Thanksgiving for many Americans is perhaps the most stressful cooking day of the year. It is a day dedicated to giving thanks and gorging on feasts with the centerpiece usually being a large, cooked bird.
The pressure is on for the host to produce the traditional meal, but the method of cooking the turkey does not have to be so conventional. The following are a few more unique ways to serve the turkey.
Watching football on Thanksgiving is, for some families, just as much a tradition as any other activity. What goes better with football than grilled food?
This method can be a bit more complicated as it requires more focus on the poultry meat. Turkeys can dry out easily on the grill and need to be watched and checked with a meat thermometer every 10 to 15 minutes, according to Food Network.
Grilled turkeys have a smoky flavor and more crispy skin compared to traditionally cooked birds.
Maybe the most unconventional (and least healthy) method of preparing a turkey is deep frying it.
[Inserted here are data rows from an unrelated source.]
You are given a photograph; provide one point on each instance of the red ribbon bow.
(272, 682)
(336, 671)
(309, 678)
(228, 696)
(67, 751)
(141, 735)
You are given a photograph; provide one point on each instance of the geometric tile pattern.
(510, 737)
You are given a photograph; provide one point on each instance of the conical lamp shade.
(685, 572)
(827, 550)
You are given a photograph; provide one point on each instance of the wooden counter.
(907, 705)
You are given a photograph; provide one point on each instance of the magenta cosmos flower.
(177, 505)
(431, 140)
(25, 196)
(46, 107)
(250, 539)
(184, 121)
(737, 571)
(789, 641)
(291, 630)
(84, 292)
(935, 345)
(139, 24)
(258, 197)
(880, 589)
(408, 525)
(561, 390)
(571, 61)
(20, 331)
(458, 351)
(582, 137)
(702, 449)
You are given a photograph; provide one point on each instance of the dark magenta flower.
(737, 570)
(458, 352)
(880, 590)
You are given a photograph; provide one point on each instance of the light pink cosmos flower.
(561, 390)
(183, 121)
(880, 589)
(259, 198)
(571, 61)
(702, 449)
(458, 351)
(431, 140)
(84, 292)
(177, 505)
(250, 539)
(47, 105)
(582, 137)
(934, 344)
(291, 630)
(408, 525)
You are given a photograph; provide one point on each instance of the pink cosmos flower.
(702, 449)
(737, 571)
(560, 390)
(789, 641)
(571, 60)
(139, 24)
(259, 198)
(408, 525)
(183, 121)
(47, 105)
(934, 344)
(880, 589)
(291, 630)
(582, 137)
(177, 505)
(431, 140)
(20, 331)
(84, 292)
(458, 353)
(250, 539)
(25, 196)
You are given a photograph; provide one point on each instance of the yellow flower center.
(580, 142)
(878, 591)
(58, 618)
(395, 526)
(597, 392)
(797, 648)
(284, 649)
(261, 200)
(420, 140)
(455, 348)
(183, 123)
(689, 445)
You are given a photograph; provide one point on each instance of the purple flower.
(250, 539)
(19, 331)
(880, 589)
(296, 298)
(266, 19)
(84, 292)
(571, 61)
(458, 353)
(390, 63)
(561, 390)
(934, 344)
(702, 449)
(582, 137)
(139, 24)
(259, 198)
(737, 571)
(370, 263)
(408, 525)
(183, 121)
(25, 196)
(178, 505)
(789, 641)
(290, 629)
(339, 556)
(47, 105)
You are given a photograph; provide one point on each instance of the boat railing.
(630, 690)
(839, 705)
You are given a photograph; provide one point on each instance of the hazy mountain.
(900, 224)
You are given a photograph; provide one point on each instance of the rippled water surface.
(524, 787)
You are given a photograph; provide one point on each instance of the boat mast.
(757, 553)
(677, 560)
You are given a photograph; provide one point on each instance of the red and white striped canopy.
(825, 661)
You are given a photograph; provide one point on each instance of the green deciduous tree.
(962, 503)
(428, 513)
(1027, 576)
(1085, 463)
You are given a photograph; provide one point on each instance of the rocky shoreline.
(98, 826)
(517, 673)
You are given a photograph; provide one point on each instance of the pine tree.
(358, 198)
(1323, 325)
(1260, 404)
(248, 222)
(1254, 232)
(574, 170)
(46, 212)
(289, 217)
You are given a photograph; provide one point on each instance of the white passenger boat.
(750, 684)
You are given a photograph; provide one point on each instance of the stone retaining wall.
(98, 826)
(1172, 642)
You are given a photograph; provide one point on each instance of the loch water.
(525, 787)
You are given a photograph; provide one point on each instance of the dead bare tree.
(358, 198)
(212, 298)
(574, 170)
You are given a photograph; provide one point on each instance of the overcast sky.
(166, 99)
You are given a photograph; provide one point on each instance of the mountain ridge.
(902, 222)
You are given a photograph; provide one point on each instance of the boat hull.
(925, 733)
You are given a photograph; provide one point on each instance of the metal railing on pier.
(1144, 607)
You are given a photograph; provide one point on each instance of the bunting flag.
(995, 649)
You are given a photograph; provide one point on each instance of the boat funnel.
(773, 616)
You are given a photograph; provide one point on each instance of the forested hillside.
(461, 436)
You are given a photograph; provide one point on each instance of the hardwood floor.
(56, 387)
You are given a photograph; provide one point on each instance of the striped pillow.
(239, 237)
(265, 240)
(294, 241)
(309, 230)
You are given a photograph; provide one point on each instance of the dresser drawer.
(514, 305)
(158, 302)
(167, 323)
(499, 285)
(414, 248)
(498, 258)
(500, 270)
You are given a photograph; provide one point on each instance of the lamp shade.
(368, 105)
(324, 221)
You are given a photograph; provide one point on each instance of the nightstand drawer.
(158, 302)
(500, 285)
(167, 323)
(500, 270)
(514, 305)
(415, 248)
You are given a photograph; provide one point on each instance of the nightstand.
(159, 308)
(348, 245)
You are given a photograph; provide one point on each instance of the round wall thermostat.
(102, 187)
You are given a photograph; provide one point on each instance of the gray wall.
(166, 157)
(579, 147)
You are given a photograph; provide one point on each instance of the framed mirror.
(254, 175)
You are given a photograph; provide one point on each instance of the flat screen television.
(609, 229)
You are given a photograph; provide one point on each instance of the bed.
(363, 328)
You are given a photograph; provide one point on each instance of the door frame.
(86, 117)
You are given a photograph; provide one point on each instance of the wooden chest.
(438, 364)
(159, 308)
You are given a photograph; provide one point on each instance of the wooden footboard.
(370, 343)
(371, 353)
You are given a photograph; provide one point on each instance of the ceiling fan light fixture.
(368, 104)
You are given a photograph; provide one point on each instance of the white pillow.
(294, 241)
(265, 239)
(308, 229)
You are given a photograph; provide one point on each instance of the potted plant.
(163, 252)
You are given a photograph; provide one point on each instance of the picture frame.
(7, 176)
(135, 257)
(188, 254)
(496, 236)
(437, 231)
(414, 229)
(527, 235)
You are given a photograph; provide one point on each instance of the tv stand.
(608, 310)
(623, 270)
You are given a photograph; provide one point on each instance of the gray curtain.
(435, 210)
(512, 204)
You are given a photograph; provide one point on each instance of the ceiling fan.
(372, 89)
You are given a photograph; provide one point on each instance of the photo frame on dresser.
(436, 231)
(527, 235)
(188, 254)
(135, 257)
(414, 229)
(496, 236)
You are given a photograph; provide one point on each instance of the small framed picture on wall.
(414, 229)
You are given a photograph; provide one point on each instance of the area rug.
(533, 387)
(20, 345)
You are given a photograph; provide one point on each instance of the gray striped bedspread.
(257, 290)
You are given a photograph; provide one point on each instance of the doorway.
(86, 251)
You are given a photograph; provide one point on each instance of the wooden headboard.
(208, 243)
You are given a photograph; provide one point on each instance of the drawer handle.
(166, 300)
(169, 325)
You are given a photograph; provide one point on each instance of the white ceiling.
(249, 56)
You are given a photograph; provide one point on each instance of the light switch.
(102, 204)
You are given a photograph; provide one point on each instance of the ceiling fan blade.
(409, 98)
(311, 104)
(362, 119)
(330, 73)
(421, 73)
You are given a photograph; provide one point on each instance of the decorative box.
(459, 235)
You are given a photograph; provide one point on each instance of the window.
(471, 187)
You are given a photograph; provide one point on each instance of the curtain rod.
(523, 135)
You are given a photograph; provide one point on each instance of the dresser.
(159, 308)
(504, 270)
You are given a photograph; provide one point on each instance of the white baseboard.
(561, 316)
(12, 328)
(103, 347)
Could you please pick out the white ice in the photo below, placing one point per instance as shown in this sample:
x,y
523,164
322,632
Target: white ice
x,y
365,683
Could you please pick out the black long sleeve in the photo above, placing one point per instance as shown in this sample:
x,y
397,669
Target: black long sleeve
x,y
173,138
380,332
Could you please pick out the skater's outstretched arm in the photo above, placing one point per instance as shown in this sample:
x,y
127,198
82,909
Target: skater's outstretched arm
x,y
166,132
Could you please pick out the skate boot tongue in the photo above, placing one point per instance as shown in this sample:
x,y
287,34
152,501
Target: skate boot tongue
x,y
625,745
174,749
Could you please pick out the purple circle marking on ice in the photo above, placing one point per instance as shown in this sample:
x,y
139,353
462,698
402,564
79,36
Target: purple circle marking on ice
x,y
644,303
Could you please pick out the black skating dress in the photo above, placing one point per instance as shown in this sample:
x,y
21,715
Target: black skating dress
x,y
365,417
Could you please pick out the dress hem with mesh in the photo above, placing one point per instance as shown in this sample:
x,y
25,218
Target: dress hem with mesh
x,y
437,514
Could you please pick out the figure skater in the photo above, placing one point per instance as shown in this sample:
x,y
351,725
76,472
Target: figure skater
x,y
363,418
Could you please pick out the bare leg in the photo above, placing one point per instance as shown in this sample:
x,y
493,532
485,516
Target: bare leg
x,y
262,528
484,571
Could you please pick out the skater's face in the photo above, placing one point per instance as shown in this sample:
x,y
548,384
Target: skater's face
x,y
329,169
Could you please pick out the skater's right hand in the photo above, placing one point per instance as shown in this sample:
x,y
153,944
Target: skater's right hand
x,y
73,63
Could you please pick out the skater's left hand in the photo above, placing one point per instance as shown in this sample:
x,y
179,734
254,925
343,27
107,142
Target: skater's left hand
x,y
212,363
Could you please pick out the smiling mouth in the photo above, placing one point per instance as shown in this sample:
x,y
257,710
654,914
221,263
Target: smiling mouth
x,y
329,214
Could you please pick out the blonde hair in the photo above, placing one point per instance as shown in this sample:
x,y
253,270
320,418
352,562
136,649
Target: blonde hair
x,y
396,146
However, the taste is undeniably worth it to those who have tried it. Rachael Larimore of Slate said that not only does it taste better than an oven roasted turkey, but the dark meat is more flavorful and the skin is very crispy.
Preparing a turkey this way is much more complicated, though; the process requires oil and a fryer that is preferably big enough to place a whole turkey. Butterball.com recommends that the turkey should be deep fried three to four minutes per pound. The dark meat should be around 175 degrees Fahrenheit and the white meat should be tested until it is 165 degrees Fahrenheit.
To maintain the roasting technique but add a little extra flavor, some people choose to brine their turkeys for the holiday. Brining is simply soaking the turkey before cooking it in the oven. The best type of solution is highly debatable and based on personal taste, but they mostly consist of salt and water.
How long the turkey is soaked is important to some people; Bob’s Burgers said that a two day brine is not as good as a three day brine, but that is also debatable. Again, depending on what the brine consists of, a turkey can still get a good, intense flavor after an overnight brine.
Making a turkey stew will take less time and help with the meat’s natural dry texture. A stew might not go well with some normal turkey sides but some of that could be made up for with the vegetables that go into the stew accompanying the turkey meat. The good news is that the vegetables and salt will liven up the flavor of the meat.